Clearly, love requires a person to look beyond themselves to that which is loved. That is analytically true; true in the abstract. But it is an abstraction that insists that we look to the concrete details of this world as they unfold in time in order to be realized. That is, to be commited to the principle of love is to be commited to transforming ourselves with respect to the unfolding understanding of the world in history. To stop that process is to fail with respect to the command to love. To love as a first principle is to take it as an unchanging approach to an ever changing reality. Love, that is, meets the criterion of eternal truth with which we began.

Grunwald's picture of John the Baptist pointing to Jesus famously symbolizes this understanding of the function of theology at its best as pointing to Christ, the eternal truth entered into human history. And once we understand that theology cannot be subsumed to any reductionist view--of history or science or bad theology--we are freed from the subtraction story, the bugaboo of today's Church in the wake of so much bad theology.

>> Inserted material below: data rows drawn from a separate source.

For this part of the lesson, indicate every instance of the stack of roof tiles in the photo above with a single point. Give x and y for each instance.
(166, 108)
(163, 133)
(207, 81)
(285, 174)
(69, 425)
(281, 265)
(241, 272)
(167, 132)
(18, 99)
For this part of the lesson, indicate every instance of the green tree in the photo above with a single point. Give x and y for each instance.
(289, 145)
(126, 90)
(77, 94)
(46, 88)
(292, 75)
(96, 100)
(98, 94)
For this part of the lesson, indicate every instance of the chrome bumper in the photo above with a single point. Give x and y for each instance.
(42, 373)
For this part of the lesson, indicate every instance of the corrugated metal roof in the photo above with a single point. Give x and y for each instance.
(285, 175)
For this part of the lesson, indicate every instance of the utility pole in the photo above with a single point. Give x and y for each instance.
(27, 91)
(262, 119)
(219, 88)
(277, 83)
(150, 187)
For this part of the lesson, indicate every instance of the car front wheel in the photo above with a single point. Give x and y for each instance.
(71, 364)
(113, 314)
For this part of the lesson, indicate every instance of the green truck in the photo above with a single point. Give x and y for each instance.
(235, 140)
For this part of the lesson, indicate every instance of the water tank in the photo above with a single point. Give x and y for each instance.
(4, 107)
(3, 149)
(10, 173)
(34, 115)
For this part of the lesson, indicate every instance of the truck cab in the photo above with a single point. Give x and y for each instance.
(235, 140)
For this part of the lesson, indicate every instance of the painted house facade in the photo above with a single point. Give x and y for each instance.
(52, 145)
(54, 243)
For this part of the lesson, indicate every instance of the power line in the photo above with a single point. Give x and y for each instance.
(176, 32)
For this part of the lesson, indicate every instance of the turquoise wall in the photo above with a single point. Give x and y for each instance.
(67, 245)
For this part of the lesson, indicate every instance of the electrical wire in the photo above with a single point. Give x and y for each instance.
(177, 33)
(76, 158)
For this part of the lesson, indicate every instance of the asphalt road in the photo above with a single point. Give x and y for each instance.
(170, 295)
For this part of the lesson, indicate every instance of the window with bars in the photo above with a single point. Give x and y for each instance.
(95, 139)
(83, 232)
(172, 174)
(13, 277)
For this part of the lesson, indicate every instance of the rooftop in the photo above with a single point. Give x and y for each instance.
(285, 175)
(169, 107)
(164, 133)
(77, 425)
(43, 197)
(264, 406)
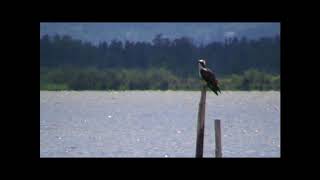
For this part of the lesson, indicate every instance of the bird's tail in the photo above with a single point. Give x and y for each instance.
(215, 89)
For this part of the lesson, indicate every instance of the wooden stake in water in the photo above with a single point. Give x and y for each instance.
(217, 129)
(200, 127)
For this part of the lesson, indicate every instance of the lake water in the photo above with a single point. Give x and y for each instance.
(157, 123)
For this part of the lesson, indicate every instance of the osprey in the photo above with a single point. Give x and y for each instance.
(208, 75)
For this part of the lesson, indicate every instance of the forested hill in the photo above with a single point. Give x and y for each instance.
(204, 32)
(179, 56)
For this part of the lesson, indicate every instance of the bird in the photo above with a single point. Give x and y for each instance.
(208, 76)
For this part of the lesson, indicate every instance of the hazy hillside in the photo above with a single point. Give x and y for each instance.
(200, 32)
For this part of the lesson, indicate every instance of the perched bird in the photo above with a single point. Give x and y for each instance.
(208, 75)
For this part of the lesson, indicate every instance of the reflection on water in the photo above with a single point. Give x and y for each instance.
(156, 123)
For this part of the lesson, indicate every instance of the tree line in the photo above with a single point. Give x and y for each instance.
(146, 79)
(240, 64)
(178, 55)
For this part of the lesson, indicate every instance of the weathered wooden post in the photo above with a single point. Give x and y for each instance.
(217, 127)
(200, 126)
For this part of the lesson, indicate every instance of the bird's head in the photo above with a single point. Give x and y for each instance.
(202, 63)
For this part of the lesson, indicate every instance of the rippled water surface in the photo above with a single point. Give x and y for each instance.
(156, 123)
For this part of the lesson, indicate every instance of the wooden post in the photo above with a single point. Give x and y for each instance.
(217, 127)
(200, 126)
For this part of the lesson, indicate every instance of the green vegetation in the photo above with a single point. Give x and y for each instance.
(240, 64)
(150, 79)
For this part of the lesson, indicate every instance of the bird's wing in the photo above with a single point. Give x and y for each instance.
(208, 75)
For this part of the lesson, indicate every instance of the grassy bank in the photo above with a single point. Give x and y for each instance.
(150, 79)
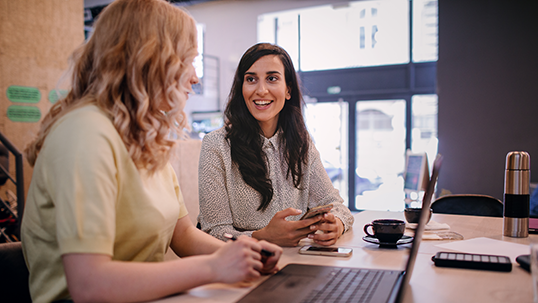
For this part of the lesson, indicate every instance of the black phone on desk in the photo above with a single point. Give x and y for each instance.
(524, 261)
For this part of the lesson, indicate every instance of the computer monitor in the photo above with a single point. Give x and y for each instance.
(416, 172)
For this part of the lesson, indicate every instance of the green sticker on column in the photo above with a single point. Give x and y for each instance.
(23, 94)
(17, 113)
(56, 95)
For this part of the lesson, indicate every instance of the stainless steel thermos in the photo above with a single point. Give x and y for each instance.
(516, 194)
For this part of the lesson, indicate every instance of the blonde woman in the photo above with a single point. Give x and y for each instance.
(104, 205)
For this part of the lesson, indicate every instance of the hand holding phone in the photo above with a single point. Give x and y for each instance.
(318, 210)
(326, 251)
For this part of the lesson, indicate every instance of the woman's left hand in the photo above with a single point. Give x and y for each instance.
(332, 228)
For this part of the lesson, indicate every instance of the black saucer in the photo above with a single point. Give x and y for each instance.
(404, 240)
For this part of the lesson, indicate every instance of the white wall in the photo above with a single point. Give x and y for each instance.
(230, 29)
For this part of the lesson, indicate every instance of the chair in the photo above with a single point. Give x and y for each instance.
(13, 274)
(468, 204)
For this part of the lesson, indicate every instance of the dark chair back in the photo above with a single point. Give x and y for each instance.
(469, 204)
(13, 274)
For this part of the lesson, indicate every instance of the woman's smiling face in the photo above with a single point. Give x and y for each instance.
(265, 92)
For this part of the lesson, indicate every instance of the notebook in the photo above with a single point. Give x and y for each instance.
(317, 283)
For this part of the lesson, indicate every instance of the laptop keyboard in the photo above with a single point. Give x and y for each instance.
(347, 285)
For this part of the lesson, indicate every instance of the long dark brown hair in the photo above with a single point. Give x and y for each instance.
(244, 132)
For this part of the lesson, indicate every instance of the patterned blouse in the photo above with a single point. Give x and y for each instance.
(229, 205)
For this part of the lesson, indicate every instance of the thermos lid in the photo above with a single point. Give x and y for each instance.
(518, 160)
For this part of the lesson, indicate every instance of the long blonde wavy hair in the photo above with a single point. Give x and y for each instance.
(132, 68)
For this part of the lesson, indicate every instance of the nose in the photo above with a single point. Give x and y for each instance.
(261, 89)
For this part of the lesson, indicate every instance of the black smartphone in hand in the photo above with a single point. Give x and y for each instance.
(318, 210)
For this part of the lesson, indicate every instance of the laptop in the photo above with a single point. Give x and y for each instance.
(317, 283)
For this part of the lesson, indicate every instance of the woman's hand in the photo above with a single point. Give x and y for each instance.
(286, 233)
(269, 263)
(332, 228)
(241, 260)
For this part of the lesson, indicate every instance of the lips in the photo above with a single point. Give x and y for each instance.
(262, 102)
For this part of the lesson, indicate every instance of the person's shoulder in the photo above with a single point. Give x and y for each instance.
(216, 136)
(86, 122)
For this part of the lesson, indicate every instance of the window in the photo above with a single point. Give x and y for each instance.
(370, 68)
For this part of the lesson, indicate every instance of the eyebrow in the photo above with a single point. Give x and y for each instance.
(268, 73)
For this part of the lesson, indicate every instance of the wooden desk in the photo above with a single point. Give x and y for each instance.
(428, 283)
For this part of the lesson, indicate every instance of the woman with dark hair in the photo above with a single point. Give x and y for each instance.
(260, 172)
(104, 204)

Part 2 will look at the personal challenge inplicit in the gospel, the eternal "kerygmatic" revelation.

[I will add an extended quote from Tillich here, when I get time. My explanation is too abstract for most tasts, I fear, and the quote from Tillich will provide welcome details for those who would like them. Oh, for more time in the day!]

NOTES:
1. It should be pointed out that other exclusive categories associated with God could be used to make the same point: especially finite/infinite and holy/unholy.